Sahara : La décision américaine renvoie « le référendum d’autodétermination aux calendes grecques » (Hassan Saoud)

C’est une prise de position historique pour le Maroc, les Etats-Unis reconnaissent désormais, pour la première fois de leur histoire, la pleine souveraineté du Maroc sur l’ensemble de la région du Sahara marocain. L’annonce a été faite via un appel téléphonique entre le Président américain et le Roi Mohammed VI. Cet acte de reconnaissance constitue un tournant majeur dans le dénouement de ce conflit artificiel. 

Une première dans l’histoire du Maroc, les États-Unis reconnaissent officiellement la pleine souveraineté du Royaume sur ses provinces sahariennes. Le président Trump a informé le souverain de la promulgation d’un décret présidentiel, avec ce que cet acte comporte comme force juridique et politique indéniable et à effet immédiat.

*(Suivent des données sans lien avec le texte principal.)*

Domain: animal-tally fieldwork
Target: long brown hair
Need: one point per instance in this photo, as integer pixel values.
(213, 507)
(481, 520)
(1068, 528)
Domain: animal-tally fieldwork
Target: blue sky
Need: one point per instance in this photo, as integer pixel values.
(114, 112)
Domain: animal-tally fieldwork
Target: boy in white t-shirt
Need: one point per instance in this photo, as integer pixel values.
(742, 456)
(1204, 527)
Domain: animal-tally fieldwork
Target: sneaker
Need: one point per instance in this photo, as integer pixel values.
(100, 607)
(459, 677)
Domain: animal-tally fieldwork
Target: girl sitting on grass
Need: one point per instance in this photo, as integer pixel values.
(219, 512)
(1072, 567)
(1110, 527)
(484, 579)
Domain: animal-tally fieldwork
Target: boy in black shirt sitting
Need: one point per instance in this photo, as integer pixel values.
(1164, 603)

Contacté par MAROC DIPLOMATIQUE, le colonel Hassan Saoud a déclaré : « en fin de mandat, le président des Etats-Unis est revenu à la réalité de cette région, à savoir, la légitimité de la revendication marocaine sur son territoire et le respect de l’intégrité territoriale, en balayant d’un revers de main toutes les thèses séparatistes. Cet acte entraînera certainement la reconnaissance d’autres pays qui reviendront à la réalité politique de cette région ». Maintenant que les Etats-Unis ont formellement reconnu la marocanité du Sahara, il est plus facile pour l’ensemble des pays de la région, ainsi que pour les autres puissances européennes, de faire pareil et d’aller de l’avant sur ce dossier.

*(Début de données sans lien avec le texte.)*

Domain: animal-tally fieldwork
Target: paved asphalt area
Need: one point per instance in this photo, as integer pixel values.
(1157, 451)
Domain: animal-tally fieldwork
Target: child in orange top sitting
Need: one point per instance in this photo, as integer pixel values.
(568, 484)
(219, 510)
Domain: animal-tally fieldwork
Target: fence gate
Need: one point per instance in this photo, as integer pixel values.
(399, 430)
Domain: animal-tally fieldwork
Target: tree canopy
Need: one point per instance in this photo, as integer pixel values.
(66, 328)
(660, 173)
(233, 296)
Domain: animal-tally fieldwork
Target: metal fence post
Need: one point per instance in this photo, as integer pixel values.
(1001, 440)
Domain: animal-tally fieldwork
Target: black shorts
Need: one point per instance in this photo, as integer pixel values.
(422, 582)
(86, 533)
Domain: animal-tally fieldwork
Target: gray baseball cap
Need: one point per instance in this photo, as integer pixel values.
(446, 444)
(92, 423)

En concrétisation de cette initiative, les Etats-Unis ont décidé l’ouverture d’un consulat à Dakhla, à vocation essentiellement économique, ce qui permettra d’ « assurer le développement social et économique pour les habitants de ces provinces du Sud. Je pense que c’est une décision stratégique importante et j’espère que d’autres pays vont rejoindre la première puissance du monde dans son élan», a fait savoir ce consultant en stratégie, directeur de Securi-consulting. Cette décision devra donc se matérialiser par des investissements colossaux dans les provinces du Sud en termes d’infrastructures et de projets économiques, qui auront un impact positif sur les populations locales au niveau des revenus individuels et du PIB.


Cet événement historique vient couronner la série de victoires engrangées par le Royaume et illustrées par le nombre grandissant de pays soutenant la marocanité du Sahara, mais aussi des États ayant décidé d’ouvrir des consultas dans le Sahara marocain.  Ainsi, cette dynamique diplomatique permettra, selon notre interlocuteur, de « mettre le mouvement séparatiste au pied du mur et mettre en difficulté ceux qui le soutiennent ».

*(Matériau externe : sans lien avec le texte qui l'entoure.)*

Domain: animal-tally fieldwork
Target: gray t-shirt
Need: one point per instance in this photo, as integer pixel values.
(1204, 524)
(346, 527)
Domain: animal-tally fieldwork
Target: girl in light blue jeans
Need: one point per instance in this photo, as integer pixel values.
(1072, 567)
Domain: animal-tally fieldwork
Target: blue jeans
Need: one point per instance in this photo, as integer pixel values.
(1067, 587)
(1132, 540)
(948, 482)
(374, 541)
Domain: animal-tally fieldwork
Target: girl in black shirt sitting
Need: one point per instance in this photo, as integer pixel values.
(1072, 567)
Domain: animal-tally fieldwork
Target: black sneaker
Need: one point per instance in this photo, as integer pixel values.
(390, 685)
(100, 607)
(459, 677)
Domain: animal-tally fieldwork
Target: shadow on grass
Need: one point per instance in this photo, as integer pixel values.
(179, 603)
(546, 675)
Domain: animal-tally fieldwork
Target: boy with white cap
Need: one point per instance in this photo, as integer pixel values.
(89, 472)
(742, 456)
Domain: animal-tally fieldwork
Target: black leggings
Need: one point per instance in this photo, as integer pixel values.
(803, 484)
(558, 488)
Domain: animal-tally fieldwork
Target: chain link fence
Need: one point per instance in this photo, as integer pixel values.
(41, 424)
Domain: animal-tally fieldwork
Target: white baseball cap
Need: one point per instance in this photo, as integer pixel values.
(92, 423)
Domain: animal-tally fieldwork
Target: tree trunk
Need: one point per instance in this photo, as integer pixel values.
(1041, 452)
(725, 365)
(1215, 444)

Quid de l’impact de cette décision sur l’initiative marocaine d’autonomie ? « A ce stade, je pense que le référendum d’autodétermination est renvoyé aux calendes grecques », affirme le colonel Saoud, en rappelant que l’initiative marocaine d’autonomie reste « la seule solution réaliste et pragmatique et qui permettra aux Sahraouis de gérer leur région dans un cadre d’une autonomie sous la souveraineté marocaine. Il est irréaliste de concevoir une autre issue à ce différend autre que l’initiative marocaine d’autonomie ».

Le soutien franc et sans équivoque des États-Unis à la marocanité du Sahara est une position historique à même de renforcer les relations entre les deux pays et de hisser le partenariat stratégique fort au niveau d’une véritable alliance dans tous les domaines.

Notons que le vote américain en novembre 2020 en faveur de la dernière résolution onusienne était déjà un signe positif du fait de son caractère favorable au Maroc. « Nous avons vu les gesticulations du polisario et de l’Algérie lors des travaux du 14ème sommet extraordinaire de l’Union africaine (UA) et je pense qu’ils sont au pied du mur. Maintenant, l’Algérie doit revenir à une réalité qui est de permettre au Maroc et à ces séquestrés de revenir dans leur pays sous la souveraineté marocaine, sinon ils vont subir d’autres échecs par d’autres puissances mondiales », conclut notre source.